Il y avait deux fenêtres à ma chambre, les enfants se mirent à l'une, moi à l'autre; nous attendîmes.

Il faisait un temps magnifique, un de ces temps qui font croire, lorsqu'il arrive de grands événements, que pour leur accomplissement le ciel donne la main à la terre. J'entendais le jeune homme, qui avait quelques notions d'astronomie, dire à sa sœur le nom des étoiles.

Puis tout à coup, un peu après minuit sonné, le roulement d'un fiacre se fit entendre, venant par la petite rue qui longe la grille de l'Ascension, et il s'arrêta à notre porte.

La portière s'ouvrit, deux hommes sautèrent sur le pavé.

C'étaient Tallien et le commissaire.

Celui-ci leva le nez, m'aperçut à la fenêtre, arrêta Tallien qui allait se lancer dans l'allée, et m'appela.

Puis, se retournant vers Tallien:

—Inutile de perdre son temps à monter, dit-il, elle descend.

En effet, je descendais avec les deux enfants.

—Ah! mademoiselle, me dit Tallien, je sais tout ce que je vous dois. Croyez que Terezia et moi ne l'oublierons jamais.

—Vous vous aimez, vous allez vous revoir, vous allez être heureux, lui dis-je, ce sera pour moi une bien douce récompense.

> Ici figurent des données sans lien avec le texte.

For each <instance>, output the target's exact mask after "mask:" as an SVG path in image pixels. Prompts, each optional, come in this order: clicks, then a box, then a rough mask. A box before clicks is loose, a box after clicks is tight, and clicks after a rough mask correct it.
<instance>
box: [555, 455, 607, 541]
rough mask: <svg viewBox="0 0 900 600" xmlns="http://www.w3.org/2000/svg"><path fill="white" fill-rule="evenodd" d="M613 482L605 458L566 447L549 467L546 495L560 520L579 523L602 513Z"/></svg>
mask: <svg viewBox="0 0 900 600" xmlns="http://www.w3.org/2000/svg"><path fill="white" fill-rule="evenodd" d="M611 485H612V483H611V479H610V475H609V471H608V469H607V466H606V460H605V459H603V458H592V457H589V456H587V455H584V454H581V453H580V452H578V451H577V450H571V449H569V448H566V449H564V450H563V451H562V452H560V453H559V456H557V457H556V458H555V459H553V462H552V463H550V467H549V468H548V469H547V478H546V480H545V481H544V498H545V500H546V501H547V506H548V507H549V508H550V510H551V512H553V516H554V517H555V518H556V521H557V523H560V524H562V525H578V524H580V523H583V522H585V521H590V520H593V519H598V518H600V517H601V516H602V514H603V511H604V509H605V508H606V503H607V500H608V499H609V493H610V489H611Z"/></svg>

Il serra mes mains dans les siennes et me montra la portière du fiacre ouverte; j'y montai, pris Hortense sur mes genoux, mais notre complaisant commissaire déclara que, pour ne pas nous gêner, il montait sur le siège avec le cocher.

Peut-être n'était-il pas fâché de me laisser le temps de causer avec Tallien au moment où le feu de la reconnaissance n'avait pas encore eu le temps de s'attiédir.

Si c'était là son intention; il devina juste. À peine la portière refermée, le cocher eût-il pris au galop le chemin de la Force, que j'entamai le chapitre des faits et gestes de messire Jean Munier.—Un mot que je dirais tout bas à Terezia, lui ferait ajouter ses recommandations aux miennes.